Cow Harbor (Northport Harbor) was very sheltered from all but northeast winds, and was navigable 2/3 of the way to the head, roughly as far as the village of Northport. The head of the harbor was a mudflat at low tide. The action for broadbill, oldsquaw and whistlers was at the entrance to Northport Bay. The broadbill rafted at night in the southern bay, and spent days in Long Island Sound. Scoter, Eider, and Oldsquaw were hunted in Long Island Sound until broadbill season opened in early November. Of all the five harbors, Northport was the only harbor completely open to gunning on the west side.
An article in Field and Stream of 1951 or 1952 called "Big City Broadbill" opened the eyes of a hunting buddy and me to the resources and required rig to take advantage of the broadbill raft in the bay. We set out to obtain such a rig. He worked all summer to get a 17' rowboat, and I set out to carve the required decoys. The target was 150 decoys rigged and we rowed the boat. A lucky meeting (through my father) brought a 75-year-old politician with 200+ decoys, two boats and a motor. All we had to do was rig and paint the decoys in his boathouse and take him with us. The base of operations was his boathouse on the harbor, which would hold his two boats, plus our clam boat and rigging. An abandoned pier became a blind after it's liberation and outfitting with a pot belly stove, a bench and bullrushes. We could hunt, with a total of 10 guys comfortably, which we did! The broadbill flew over a stretch of beach to the sound, and returned in small flocks in bad weather. We had enough decoys to lure them to our rig as it was only 1.5 miles from where they rafted at night. On slow days, the duck boat and a few old squaw decoys would be used to row about the bay to get some action. Extreme bad weather found us using the head of the harbor and the marsh and ponds for gunning black ducks, gadwalls, mallards and teal, etc. We never gunned woodducks or hooded mergansers by gentlemen's agreement. Shore birds were observed while on the beaches during early season. Northport bay and Harbor were ideal for waterfowling and other activities such as eelspearing, flounder fishing, crabbing and bluefishing.

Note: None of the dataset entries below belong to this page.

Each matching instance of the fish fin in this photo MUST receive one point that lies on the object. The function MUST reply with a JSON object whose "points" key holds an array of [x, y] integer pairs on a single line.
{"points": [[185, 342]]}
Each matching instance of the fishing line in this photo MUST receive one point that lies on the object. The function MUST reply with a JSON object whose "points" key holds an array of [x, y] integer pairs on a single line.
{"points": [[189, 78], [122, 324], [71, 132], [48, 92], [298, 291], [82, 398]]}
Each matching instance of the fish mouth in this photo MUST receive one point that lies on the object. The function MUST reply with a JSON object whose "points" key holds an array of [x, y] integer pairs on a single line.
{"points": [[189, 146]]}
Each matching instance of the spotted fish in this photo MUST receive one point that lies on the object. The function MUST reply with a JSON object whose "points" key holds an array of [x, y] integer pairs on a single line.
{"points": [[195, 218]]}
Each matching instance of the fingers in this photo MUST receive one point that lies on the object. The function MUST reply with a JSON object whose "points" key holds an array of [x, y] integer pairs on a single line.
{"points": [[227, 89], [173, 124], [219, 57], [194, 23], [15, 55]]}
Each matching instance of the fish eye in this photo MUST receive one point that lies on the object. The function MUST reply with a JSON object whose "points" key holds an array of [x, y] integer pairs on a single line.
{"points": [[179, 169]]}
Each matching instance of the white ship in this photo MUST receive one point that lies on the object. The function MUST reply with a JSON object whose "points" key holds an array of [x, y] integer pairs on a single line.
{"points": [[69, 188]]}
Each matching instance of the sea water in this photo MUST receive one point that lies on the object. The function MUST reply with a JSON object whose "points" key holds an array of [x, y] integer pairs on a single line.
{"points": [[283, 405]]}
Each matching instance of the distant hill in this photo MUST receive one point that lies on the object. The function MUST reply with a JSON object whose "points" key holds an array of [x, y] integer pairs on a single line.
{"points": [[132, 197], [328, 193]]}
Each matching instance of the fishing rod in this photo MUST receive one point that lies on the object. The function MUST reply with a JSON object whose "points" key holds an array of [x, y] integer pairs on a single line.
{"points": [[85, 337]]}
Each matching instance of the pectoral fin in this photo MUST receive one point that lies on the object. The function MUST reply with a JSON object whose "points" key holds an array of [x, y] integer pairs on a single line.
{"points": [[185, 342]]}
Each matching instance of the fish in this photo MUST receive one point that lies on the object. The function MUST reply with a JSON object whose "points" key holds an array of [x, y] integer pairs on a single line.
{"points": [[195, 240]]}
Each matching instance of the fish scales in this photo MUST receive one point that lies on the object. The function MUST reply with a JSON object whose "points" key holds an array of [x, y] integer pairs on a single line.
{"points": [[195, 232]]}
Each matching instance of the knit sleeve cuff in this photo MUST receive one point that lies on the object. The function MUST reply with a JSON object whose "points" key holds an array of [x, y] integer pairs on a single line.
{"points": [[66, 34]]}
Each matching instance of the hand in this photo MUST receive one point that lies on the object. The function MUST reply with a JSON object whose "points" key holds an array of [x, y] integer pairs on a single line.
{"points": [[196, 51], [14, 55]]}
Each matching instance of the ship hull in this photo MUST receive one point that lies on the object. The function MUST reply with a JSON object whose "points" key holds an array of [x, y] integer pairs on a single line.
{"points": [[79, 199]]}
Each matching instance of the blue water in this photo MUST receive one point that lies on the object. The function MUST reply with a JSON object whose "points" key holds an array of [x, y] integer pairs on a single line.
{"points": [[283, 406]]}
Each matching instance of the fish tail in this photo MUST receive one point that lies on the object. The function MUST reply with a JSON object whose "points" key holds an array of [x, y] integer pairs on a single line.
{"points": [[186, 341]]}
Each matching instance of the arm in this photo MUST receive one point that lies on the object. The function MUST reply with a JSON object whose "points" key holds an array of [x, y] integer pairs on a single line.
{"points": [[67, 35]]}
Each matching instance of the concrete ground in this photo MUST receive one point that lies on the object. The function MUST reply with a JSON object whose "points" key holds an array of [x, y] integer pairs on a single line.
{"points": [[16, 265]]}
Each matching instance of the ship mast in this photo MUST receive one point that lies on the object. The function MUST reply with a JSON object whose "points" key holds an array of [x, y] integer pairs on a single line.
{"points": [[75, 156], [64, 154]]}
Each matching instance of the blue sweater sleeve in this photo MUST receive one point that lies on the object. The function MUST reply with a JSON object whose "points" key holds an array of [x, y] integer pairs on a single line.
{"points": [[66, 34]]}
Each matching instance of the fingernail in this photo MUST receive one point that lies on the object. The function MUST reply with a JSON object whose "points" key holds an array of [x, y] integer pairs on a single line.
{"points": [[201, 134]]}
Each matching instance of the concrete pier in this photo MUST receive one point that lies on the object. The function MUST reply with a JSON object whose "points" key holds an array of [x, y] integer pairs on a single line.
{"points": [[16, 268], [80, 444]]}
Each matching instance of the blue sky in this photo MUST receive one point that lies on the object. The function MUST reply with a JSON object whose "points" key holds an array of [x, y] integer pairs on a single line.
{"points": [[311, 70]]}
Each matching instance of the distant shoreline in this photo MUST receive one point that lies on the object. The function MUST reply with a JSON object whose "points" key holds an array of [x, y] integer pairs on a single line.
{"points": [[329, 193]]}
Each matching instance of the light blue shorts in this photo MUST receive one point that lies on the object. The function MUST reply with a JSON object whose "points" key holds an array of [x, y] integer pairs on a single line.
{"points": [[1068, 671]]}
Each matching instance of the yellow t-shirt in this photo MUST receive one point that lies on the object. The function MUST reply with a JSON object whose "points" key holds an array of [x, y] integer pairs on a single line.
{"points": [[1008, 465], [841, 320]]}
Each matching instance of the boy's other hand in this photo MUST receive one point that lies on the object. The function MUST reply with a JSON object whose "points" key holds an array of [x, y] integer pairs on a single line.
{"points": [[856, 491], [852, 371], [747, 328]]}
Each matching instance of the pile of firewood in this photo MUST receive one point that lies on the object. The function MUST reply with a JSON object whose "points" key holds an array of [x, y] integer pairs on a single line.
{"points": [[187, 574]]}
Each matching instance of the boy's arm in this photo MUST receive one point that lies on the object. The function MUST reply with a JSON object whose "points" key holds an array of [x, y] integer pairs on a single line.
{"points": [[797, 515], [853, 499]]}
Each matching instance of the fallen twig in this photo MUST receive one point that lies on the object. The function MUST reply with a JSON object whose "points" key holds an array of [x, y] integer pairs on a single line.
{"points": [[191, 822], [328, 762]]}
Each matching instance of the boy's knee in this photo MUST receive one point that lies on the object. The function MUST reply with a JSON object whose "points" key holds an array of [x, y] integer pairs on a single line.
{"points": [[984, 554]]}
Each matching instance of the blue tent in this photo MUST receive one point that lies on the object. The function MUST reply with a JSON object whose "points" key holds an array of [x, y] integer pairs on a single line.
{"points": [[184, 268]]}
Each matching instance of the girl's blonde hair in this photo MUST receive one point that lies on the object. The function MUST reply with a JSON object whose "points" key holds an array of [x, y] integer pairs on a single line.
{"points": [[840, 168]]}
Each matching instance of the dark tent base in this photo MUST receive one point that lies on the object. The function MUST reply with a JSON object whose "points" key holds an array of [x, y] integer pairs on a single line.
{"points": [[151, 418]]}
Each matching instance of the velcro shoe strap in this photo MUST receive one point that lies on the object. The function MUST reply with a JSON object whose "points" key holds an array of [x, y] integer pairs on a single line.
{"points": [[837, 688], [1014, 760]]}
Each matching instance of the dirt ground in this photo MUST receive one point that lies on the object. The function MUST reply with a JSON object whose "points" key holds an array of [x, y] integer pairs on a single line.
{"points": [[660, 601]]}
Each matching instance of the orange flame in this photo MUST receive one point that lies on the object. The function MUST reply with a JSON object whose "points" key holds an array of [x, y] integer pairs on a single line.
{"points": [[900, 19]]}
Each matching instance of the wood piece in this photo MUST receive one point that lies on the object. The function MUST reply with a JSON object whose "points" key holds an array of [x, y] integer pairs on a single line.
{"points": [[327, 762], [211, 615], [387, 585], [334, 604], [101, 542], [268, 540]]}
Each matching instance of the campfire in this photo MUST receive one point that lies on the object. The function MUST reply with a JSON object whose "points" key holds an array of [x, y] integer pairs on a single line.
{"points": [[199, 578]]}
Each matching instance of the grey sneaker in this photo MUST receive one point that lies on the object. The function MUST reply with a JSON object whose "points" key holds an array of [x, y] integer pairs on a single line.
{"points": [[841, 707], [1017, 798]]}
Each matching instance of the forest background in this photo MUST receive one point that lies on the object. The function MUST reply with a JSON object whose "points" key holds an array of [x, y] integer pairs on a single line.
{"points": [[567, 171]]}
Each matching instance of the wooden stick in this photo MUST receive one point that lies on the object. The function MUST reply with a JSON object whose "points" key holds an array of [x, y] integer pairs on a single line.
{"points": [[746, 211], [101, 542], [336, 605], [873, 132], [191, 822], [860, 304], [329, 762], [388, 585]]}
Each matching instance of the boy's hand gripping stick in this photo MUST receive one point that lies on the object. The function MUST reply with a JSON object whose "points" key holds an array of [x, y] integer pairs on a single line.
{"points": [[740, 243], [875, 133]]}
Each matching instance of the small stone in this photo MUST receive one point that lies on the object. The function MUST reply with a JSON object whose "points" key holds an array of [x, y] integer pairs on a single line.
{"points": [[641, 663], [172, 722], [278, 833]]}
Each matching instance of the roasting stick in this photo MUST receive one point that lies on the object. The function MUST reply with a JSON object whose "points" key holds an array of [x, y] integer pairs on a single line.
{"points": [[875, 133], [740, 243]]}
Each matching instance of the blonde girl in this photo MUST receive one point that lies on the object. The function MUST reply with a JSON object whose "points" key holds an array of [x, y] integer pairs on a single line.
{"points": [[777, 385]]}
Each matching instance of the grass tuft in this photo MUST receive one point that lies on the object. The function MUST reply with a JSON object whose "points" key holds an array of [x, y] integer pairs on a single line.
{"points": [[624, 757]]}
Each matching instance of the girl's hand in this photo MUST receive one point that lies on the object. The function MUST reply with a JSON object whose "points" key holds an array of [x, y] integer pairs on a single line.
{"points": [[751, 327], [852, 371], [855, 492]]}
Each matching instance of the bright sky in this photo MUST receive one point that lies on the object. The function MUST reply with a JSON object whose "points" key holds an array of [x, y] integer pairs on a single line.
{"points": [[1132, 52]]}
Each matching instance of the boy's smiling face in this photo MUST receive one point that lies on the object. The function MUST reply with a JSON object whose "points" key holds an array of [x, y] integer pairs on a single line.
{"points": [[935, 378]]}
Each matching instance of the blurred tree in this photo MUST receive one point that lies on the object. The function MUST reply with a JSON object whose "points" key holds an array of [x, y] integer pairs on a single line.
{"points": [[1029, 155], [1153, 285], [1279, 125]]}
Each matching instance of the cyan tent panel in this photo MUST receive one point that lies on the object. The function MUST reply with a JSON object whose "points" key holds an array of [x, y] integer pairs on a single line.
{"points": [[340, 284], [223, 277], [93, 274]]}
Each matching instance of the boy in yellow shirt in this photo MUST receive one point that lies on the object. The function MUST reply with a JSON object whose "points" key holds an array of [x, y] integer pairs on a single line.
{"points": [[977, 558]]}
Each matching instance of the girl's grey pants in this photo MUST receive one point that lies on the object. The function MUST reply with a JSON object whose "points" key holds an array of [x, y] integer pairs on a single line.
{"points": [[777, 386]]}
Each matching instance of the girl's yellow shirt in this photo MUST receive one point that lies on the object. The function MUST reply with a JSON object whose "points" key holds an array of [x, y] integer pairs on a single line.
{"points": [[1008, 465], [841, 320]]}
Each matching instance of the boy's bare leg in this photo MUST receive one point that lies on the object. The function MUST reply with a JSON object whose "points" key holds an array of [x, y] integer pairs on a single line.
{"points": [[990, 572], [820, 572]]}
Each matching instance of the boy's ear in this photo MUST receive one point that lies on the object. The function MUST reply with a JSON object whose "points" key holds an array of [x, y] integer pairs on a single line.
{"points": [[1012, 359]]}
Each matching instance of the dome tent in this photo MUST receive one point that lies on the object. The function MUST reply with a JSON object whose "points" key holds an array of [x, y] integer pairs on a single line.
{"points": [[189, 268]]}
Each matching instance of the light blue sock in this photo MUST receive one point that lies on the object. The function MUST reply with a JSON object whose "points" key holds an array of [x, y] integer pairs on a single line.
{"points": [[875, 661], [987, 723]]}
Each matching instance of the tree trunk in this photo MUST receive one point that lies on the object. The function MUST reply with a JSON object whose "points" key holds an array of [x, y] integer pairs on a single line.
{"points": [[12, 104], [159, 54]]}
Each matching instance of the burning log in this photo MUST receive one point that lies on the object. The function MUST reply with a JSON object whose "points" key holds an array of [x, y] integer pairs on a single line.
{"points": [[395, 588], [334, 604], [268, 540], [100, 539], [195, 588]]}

What happened to Cow Harbor was the result of population incursion. The head of the harbor was dredged, removing a marshy sandbar and the spoil was used to form an island (bird sanctuary). The enclosing sandbar of the bay was declared a piping plover sanctuary. The whole western shore was declared a non-hunting town. The entire harbor and bay were closed to gunning. The coot lines in Long Island Sound closed down. The Sound mussel beds were destroyed by hot water from a LIL Co. power plant. The two founders of the gunning rig went away to college. The rig and the boat were sold to others who stayed in Northport. It was truly a space and time that could not be found again, the 1953 gunning season.